TIP: The rice will finish cooking in its own steam, so don't peek!

2

While the rice is cooking, roughly chop capsicum. Slice red onion into thick wedges. Place prepped veggies on a lined oven tray. Drizzle with olive oil, season with salt and pepper and toss to coat. Roast until tender, 15-20 minutes. TIP: If your oven tray is crowded, divide the veggies between two trays.

3

When veggies have 10 minutes remaining, pat roast duck breast dry with paper towel. Lightly score the skin, then rub with a good pinch of salt. Place roast duck breast (reserve liquid from the packet for the curry), skin-side up on the roast veggie tray. Roast until lightly browned and heated through, 6-7 minutes.

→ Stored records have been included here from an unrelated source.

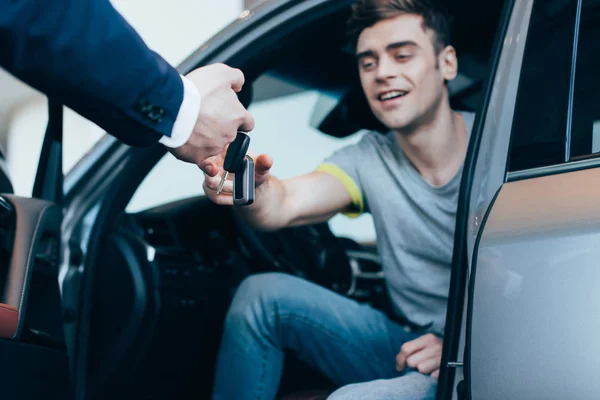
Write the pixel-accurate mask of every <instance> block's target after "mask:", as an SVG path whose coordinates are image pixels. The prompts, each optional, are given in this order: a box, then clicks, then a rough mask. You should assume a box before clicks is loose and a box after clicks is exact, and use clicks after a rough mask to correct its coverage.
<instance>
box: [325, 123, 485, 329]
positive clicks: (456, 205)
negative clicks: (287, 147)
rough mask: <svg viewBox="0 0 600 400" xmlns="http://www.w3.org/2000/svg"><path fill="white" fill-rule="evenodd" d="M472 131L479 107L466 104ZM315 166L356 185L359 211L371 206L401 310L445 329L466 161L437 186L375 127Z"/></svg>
mask: <svg viewBox="0 0 600 400" xmlns="http://www.w3.org/2000/svg"><path fill="white" fill-rule="evenodd" d="M461 115H462V116H463V118H464V121H465V124H466V127H467V132H469V137H470V132H471V129H472V127H473V121H474V114H472V113H466V112H462V113H461ZM317 170H320V171H324V172H328V173H331V174H333V175H335V176H337V177H338V178H339V179H340V180H341V181H342V183H344V186H345V187H346V189H347V190H348V192H349V193H350V195H351V197H352V201H353V208H354V210H352V212H349V213H347V214H348V215H350V216H355V215H358V214H360V213H361V212H369V213H371V215H372V216H373V221H374V223H375V231H376V232H377V249H378V252H379V255H380V257H381V261H382V266H383V271H384V273H385V276H386V282H387V286H388V290H389V293H390V296H391V298H392V301H393V304H394V307H395V311H396V312H397V313H398V315H399V316H401V317H402V318H404V319H407V320H408V321H410V322H411V323H413V324H415V325H418V326H421V327H424V328H426V329H427V330H430V331H432V332H435V333H438V334H440V335H442V334H443V331H444V325H445V319H446V306H447V300H448V289H449V285H450V271H451V263H452V251H453V245H454V228H455V220H456V207H457V200H458V191H459V186H460V180H461V176H462V167H461V168H460V170H459V171H458V173H457V174H456V175H455V176H454V178H452V180H451V181H450V182H448V183H447V184H446V185H444V186H439V187H434V186H432V185H431V184H429V183H428V182H427V181H425V180H424V179H423V178H422V177H421V175H419V173H418V172H417V171H416V170H415V169H414V167H413V166H412V164H411V163H410V161H409V160H408V159H407V158H406V156H405V154H404V152H403V150H402V148H401V147H400V145H399V143H398V141H397V139H396V137H395V134H394V132H389V133H388V134H386V135H383V134H380V133H374V132H369V133H367V134H366V135H365V136H364V137H363V138H361V140H360V141H359V142H358V143H356V144H354V145H350V146H346V147H344V148H342V149H340V150H338V151H336V152H335V153H334V154H332V155H331V156H330V157H328V158H327V159H326V160H325V161H324V163H323V164H322V165H320V166H319V168H317Z"/></svg>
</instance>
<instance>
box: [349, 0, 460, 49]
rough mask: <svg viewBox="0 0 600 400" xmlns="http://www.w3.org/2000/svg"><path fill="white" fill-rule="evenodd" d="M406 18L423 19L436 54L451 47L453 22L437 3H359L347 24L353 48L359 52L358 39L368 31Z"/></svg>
mask: <svg viewBox="0 0 600 400" xmlns="http://www.w3.org/2000/svg"><path fill="white" fill-rule="evenodd" d="M406 14H413V15H419V16H421V17H422V18H423V30H425V32H427V31H428V30H430V31H432V32H433V34H434V37H433V47H434V49H435V52H436V54H437V53H439V52H440V51H442V50H443V49H444V47H446V46H447V45H449V44H450V31H451V18H450V16H449V15H448V13H447V12H446V10H445V9H443V8H442V7H441V6H440V4H438V3H434V2H433V1H430V0H358V1H357V2H356V3H354V4H353V5H352V16H351V17H350V19H349V20H348V23H347V26H348V36H349V38H350V42H351V44H352V48H353V49H356V45H357V43H358V37H359V36H360V34H361V33H362V31H363V30H365V29H366V28H370V27H371V26H373V25H375V24H376V23H378V22H379V21H382V20H384V19H389V18H394V17H397V16H399V15H406Z"/></svg>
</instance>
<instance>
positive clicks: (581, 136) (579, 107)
mask: <svg viewBox="0 0 600 400" xmlns="http://www.w3.org/2000/svg"><path fill="white" fill-rule="evenodd" d="M599 23H600V2H599V1H597V0H584V1H583V2H582V11H581V16H580V26H579V31H578V41H577V58H576V64H575V76H574V79H575V85H574V87H573V116H572V125H571V152H570V153H571V157H572V158H574V159H577V158H581V157H587V156H590V155H598V154H599V153H600V76H599V75H598V72H599V71H600V57H599V56H598V43H600V25H599Z"/></svg>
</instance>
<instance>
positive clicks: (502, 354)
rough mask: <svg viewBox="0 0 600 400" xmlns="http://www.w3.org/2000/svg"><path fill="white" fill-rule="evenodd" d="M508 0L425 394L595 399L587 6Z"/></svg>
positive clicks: (593, 91) (488, 92)
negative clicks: (452, 269) (437, 390)
mask: <svg viewBox="0 0 600 400" xmlns="http://www.w3.org/2000/svg"><path fill="white" fill-rule="evenodd" d="M512 3H513V4H510V5H507V8H508V9H509V10H508V11H507V16H508V18H507V20H506V26H505V27H504V28H503V30H504V32H505V33H504V34H503V40H502V42H501V43H502V44H501V48H500V51H499V52H498V55H497V57H498V59H497V61H496V62H495V63H494V65H495V66H496V67H495V68H496V69H495V71H494V72H493V75H492V79H491V80H490V85H489V89H488V92H487V93H486V100H485V105H484V107H483V109H482V110H483V112H482V115H481V116H479V122H478V123H476V125H477V127H476V130H475V132H476V135H475V136H474V140H473V141H472V143H471V147H470V152H469V156H468V159H467V162H466V169H468V170H467V171H468V172H466V173H465V179H464V184H463V188H462V189H463V190H462V192H461V195H462V196H463V199H462V200H463V201H462V203H461V205H460V206H459V207H461V209H460V210H459V215H461V212H462V215H461V221H459V222H458V225H457V228H459V229H461V232H462V233H463V235H462V236H461V237H460V238H457V245H458V247H456V248H455V249H457V250H459V252H458V253H457V255H456V258H455V261H456V262H455V263H454V265H453V279H452V288H453V289H452V290H451V304H450V308H449V312H448V320H449V323H448V326H447V330H446V337H445V340H446V341H447V342H446V343H447V344H448V346H447V348H445V349H444V351H445V358H444V368H445V369H446V372H448V374H447V377H449V378H448V380H447V381H441V385H440V388H439V392H438V399H442V398H443V399H446V398H449V397H444V396H448V395H449V394H450V391H449V390H448V389H450V388H451V389H452V396H453V398H459V399H475V400H478V399H485V400H495V399H503V400H508V399H566V398H569V399H592V398H598V396H599V394H600V382H599V381H598V379H596V375H597V365H598V357H599V356H600V343H599V342H598V339H597V332H598V330H599V329H600V322H599V321H600V308H599V307H598V304H599V301H600V298H599V297H600V295H599V294H598V293H599V292H598V285H599V284H600V269H599V268H598V260H599V259H600V246H599V245H598V244H599V243H600V189H599V185H598V182H599V181H600V158H599V157H598V154H599V153H600V79H599V78H598V74H597V71H598V70H599V69H600V58H598V57H597V49H598V43H599V40H600V29H599V28H598V27H599V26H600V24H598V16H599V15H600V4H599V3H598V2H597V1H593V0H578V1H550V0H546V1H544V0H525V1H515V2H512ZM461 285H462V286H461ZM465 288H466V290H465ZM462 299H466V302H465V303H464V304H466V307H464V308H461V307H462V305H461V301H462ZM453 300H454V301H453ZM459 332H460V334H459ZM455 350H456V351H455ZM449 382H452V384H449Z"/></svg>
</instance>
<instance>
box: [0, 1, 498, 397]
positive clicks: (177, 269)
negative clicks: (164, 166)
mask: <svg viewBox="0 0 600 400" xmlns="http://www.w3.org/2000/svg"><path fill="white" fill-rule="evenodd" d="M480 3H481V2H477V1H474V0H470V1H463V2H449V4H450V6H451V7H450V10H451V13H452V15H453V16H454V26H455V29H454V32H453V33H454V44H455V47H456V48H457V51H458V57H459V74H460V75H459V77H458V78H457V79H456V81H455V82H453V83H451V85H450V92H451V101H452V105H453V107H454V108H456V109H460V110H467V111H473V112H475V111H476V110H477V108H478V106H479V101H480V97H481V92H482V90H483V88H484V86H485V84H486V79H487V78H488V67H489V65H488V63H489V59H490V52H491V49H492V45H493V40H494V35H495V32H496V28H497V25H498V21H499V19H500V13H501V11H502V2H501V1H494V2H486V4H485V5H482V4H480ZM348 16H349V9H348V8H344V9H342V10H339V11H336V12H333V13H324V14H319V13H315V16H314V17H313V19H312V20H310V21H307V22H306V23H304V24H303V25H301V27H300V28H296V29H295V30H291V31H290V30H289V29H288V30H285V29H284V30H282V34H281V37H277V38H270V39H271V40H269V43H270V45H269V47H268V48H267V47H265V48H256V49H255V51H253V52H252V53H251V54H244V55H243V56H240V58H239V60H238V63H239V66H240V67H243V70H244V72H245V74H246V77H247V78H246V82H247V84H246V86H245V89H244V90H243V91H242V93H240V99H241V100H242V102H243V103H244V104H245V105H246V106H249V105H251V104H252V103H253V102H257V101H261V100H264V99H272V98H277V96H286V95H289V94H290V91H286V90H279V89H281V88H278V87H277V86H276V85H270V86H269V85H266V86H265V84H264V82H272V81H273V80H276V81H279V82H284V83H285V82H287V83H290V84H291V85H292V86H293V87H296V88H297V87H301V88H304V90H318V91H320V92H323V93H325V92H334V93H336V96H337V103H336V104H335V106H334V107H332V108H330V109H328V110H327V112H326V113H325V114H324V117H323V118H321V119H320V120H319V121H318V122H317V123H316V125H315V128H316V129H318V130H319V131H320V132H322V134H323V135H329V136H333V137H336V138H343V137H348V136H350V135H353V134H356V133H357V132H358V131H360V130H362V129H372V130H375V131H380V132H384V131H385V129H384V128H383V127H382V126H381V125H380V124H379V122H378V121H377V120H376V119H375V117H374V116H373V114H372V113H371V112H370V110H369V108H368V105H367V103H366V100H365V99H364V96H362V93H361V89H360V85H359V84H358V78H357V74H356V68H355V60H354V58H353V54H352V51H351V49H349V47H348V45H347V43H346V38H345V36H344V32H345V21H346V19H347V17H348ZM474 16H476V17H474ZM473 32H477V35H473ZM265 77H270V78H273V79H271V80H269V79H264V78H265ZM261 78H263V79H261ZM248 83H250V84H248ZM292 92H293V91H292ZM317 111H319V110H315V113H317ZM317 114H318V113H317ZM293 133H294V132H293V129H290V132H288V133H287V134H293ZM10 192H11V190H10V187H7V188H6V189H5V188H4V187H3V191H2V193H10ZM3 197H4V198H5V200H6V204H4V202H2V203H0V218H1V219H2V220H3V223H2V224H0V237H1V238H2V240H3V241H2V242H0V245H1V246H2V248H1V253H0V256H1V257H2V265H3V266H7V265H10V266H9V267H8V268H6V267H4V268H3V269H2V270H0V272H2V275H0V283H2V285H1V286H0V287H3V288H4V289H3V291H2V292H0V294H1V295H2V303H4V304H6V305H7V308H6V309H7V310H8V311H10V312H13V314H14V313H15V311H14V310H16V314H17V315H9V316H8V317H5V316H4V314H2V316H1V318H0V319H1V320H2V321H4V320H5V319H6V318H8V319H10V318H12V319H11V320H10V321H12V322H11V324H12V325H10V326H12V327H13V328H14V329H10V330H8V332H7V331H6V330H5V329H3V328H0V333H2V338H4V339H2V340H0V346H2V349H1V350H0V351H2V352H3V354H4V353H5V350H4V347H6V346H5V344H10V345H14V343H15V341H18V342H19V343H21V342H22V343H23V345H28V346H31V348H32V349H33V350H31V352H30V353H31V358H30V361H29V362H30V363H37V364H36V365H39V367H37V368H34V370H35V371H37V373H38V374H39V376H40V379H42V377H46V379H47V380H48V382H49V383H48V385H46V386H44V388H45V390H51V391H52V390H54V391H56V392H59V391H60V390H63V391H64V390H67V389H66V386H67V385H66V384H65V382H64V379H63V380H61V379H62V378H61V379H56V378H52V379H50V378H48V377H47V375H48V373H49V370H55V371H59V370H60V371H63V370H67V369H68V367H67V366H66V365H67V363H68V361H67V359H66V355H65V352H64V335H63V333H62V331H61V324H60V323H57V322H60V321H62V320H63V319H64V318H72V316H69V315H66V314H65V313H64V312H62V316H61V310H60V292H59V287H58V285H57V284H56V278H57V274H58V272H57V265H56V264H57V263H56V260H55V257H56V245H57V243H59V236H58V235H60V218H58V217H54V215H56V213H57V211H59V209H57V208H56V206H54V207H53V206H51V205H50V204H48V203H47V202H44V201H42V200H37V199H18V198H17V197H15V196H12V197H11V196H10V195H9V194H7V195H6V196H4V195H3ZM22 201H23V202H25V203H26V204H21V202H22ZM59 214H60V213H59ZM15 221H16V222H15ZM40 221H41V222H40ZM114 221H115V222H114V223H113V224H110V227H109V228H107V229H105V230H103V232H102V234H101V240H100V245H99V248H98V251H97V253H96V254H98V257H97V259H96V260H95V265H96V268H94V269H93V272H92V274H93V275H92V276H91V277H89V279H90V280H91V281H92V282H93V284H92V285H91V286H90V287H87V288H86V290H89V292H87V293H88V295H90V296H92V299H93V304H92V308H91V310H90V313H89V316H88V317H89V321H90V322H89V332H90V334H89V338H88V340H87V341H86V342H84V343H78V344H77V347H78V348H85V349H86V352H87V357H86V362H85V375H86V381H87V390H86V392H87V397H86V398H90V399H104V398H111V399H121V398H122V399H128V398H143V399H154V398H156V399H158V398H165V397H167V398H181V399H183V398H196V399H198V398H201V399H202V398H209V395H210V392H211V389H212V381H213V377H214V364H215V358H216V354H217V350H218V346H219V342H220V336H221V332H222V325H223V321H224V318H225V315H226V312H227V308H228V305H229V303H230V301H231V299H232V296H233V294H234V293H235V289H236V288H237V286H238V285H239V283H240V282H241V281H242V280H243V279H244V278H245V277H247V276H249V275H251V274H256V273H261V272H267V271H279V272H285V273H289V274H294V275H297V276H299V277H302V278H304V279H307V280H310V281H312V282H315V283H317V284H319V285H322V286H324V287H326V288H329V289H330V290H333V291H335V292H338V293H340V294H342V295H345V296H348V297H351V298H354V299H356V300H357V301H361V302H368V303H370V304H372V305H373V306H374V307H377V308H380V309H382V310H384V311H385V312H390V310H391V308H390V304H389V299H388V296H387V292H386V287H385V283H384V277H383V274H382V272H381V267H380V263H379V259H378V257H377V249H376V246H375V245H374V244H373V243H359V242H357V241H355V240H353V239H351V238H347V237H338V236H336V235H334V234H333V233H332V231H331V229H330V228H329V225H328V224H327V223H322V224H316V225H311V226H304V227H296V228H286V229H283V230H280V231H278V232H259V231H257V230H254V229H252V228H250V227H249V226H248V225H247V224H245V223H244V221H243V220H241V219H240V218H239V217H238V216H237V214H236V213H234V212H232V210H231V209H229V208H227V207H220V206H216V205H214V204H213V203H211V202H210V201H209V200H208V199H207V198H206V197H204V196H197V197H191V198H185V199H181V200H178V201H174V202H170V203H168V204H163V205H161V206H157V207H153V208H150V209H147V210H143V211H140V212H135V213H128V212H125V211H124V208H121V210H119V211H117V212H115V215H114ZM21 223H26V224H27V226H28V228H21V227H20V225H19V224H21ZM36 224H37V225H36ZM36 226H37V227H40V226H41V227H42V228H43V229H37V228H36V230H35V232H33V233H32V232H31V230H32V229H33V228H31V227H36ZM11 229H12V230H11ZM15 231H16V232H17V233H15ZM23 240H26V241H25V242H24V244H20V243H21V242H20V241H23ZM32 240H34V242H35V246H34V245H33V244H31V241H32ZM33 247H35V250H36V251H33V252H29V253H27V254H28V255H27V256H28V257H29V259H31V260H34V261H35V262H34V261H31V260H30V261H27V262H24V261H20V262H21V265H20V266H19V267H16V266H15V267H14V268H13V267H12V264H14V263H15V262H17V261H18V260H17V258H16V256H17V253H16V251H17V250H19V251H20V250H23V251H25V250H24V249H31V248H33ZM11 252H12V254H11ZM11 255H12V257H11ZM10 260H12V261H11V262H12V264H10V262H9V261H10ZM16 260H17V261H16ZM30 265H31V266H32V267H31V268H30V269H29V268H25V270H24V269H23V266H30ZM32 271H33V273H32ZM31 275H32V276H33V277H32V276H31ZM15 285H16V286H15ZM24 287H26V288H27V290H25V289H23V288H24ZM23 298H27V299H28V304H27V308H26V311H25V308H24V303H23ZM21 307H23V308H21ZM48 310H51V312H49V311H48ZM21 311H22V312H21ZM0 312H2V311H1V310H0ZM52 312H54V313H59V316H56V315H53V314H52ZM15 316H18V318H16V319H15ZM3 323H4V322H3ZM15 332H17V333H15ZM40 349H42V350H43V351H42V350H40ZM13 353H14V354H15V357H16V359H15V363H16V364H19V365H21V364H23V361H22V360H23V357H22V355H21V353H19V352H13ZM6 354H9V351H8V350H6ZM43 357H46V358H43ZM19 360H21V361H19ZM36 360H37V361H36ZM43 366H46V367H43ZM57 366H58V367H57ZM28 368H29V369H31V368H32V367H31V366H28ZM13 369H14V368H13ZM1 371H2V372H3V373H4V371H5V367H4V366H2V369H1ZM35 371H34V372H35ZM17 372H18V369H14V370H13V371H12V372H11V373H12V374H13V375H12V376H15V377H18V376H19V375H18V374H17ZM21 372H22V371H21ZM27 373H29V374H31V373H32V372H31V371H29V372H27ZM61 376H62V375H61ZM63 378H64V377H63ZM15 379H17V378H15ZM52 385H55V386H56V385H58V386H59V387H60V388H62V389H60V390H59V389H57V388H56V387H53V386H52ZM334 389H335V385H334V384H333V383H332V382H330V381H328V380H327V379H326V378H325V377H323V376H321V375H320V374H319V373H318V372H317V371H314V370H313V369H311V367H310V366H309V365H306V364H304V363H303V362H302V361H301V360H298V359H296V358H295V357H294V356H293V355H292V354H290V355H289V356H288V357H286V364H285V367H284V373H283V377H282V383H281V386H280V390H279V394H280V396H282V397H286V396H287V397H286V398H288V399H290V398H299V397H293V396H298V395H297V393H298V392H301V391H307V390H309V391H312V390H323V391H324V392H330V391H333V390H334ZM19 390H25V389H23V388H21V389H19ZM31 390H33V389H31Z"/></svg>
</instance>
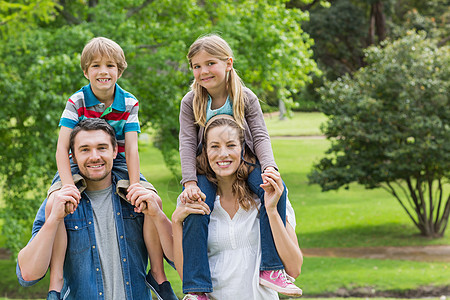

Heat a medium frying pan with a drizzle of olive oil over medium-low heat. When pan is hot, sear roasted duck, skin-side down, until skin is golden brown, 6-8 minutes. Transfer to a plate to rest.

TIP: For even browning, press down on the duck in the frying pan using a spatula.

4

SPICY! The curry paste is mild, but use less if you're sensitive to heat. While the duck is roasting, finely chop garlic. Roughly chop Asian greens. In a large saucepan, heat a drizzle of olive oil over mediumhigh heat. Add garlic and mild Thai red curry paste (see ingredients) and cook until fragrant, 1 minute. Add coconut milk, the brown sugar, water (for the curry) and reserved liquid from the duck packet. Stir to combine and cook until slightly thickened, 2-3 minutes.

5

Add Asian greens, the soy sauce and roasted veggies and cook, stirring, until greens are wilted, 1-2 minutes.

6

Slice roast duck breast. Divide jasmine rice between bowls. Spoon over the Thai red curry veggies. Top with duck and crushed peanuts. Tear over coriander to serve.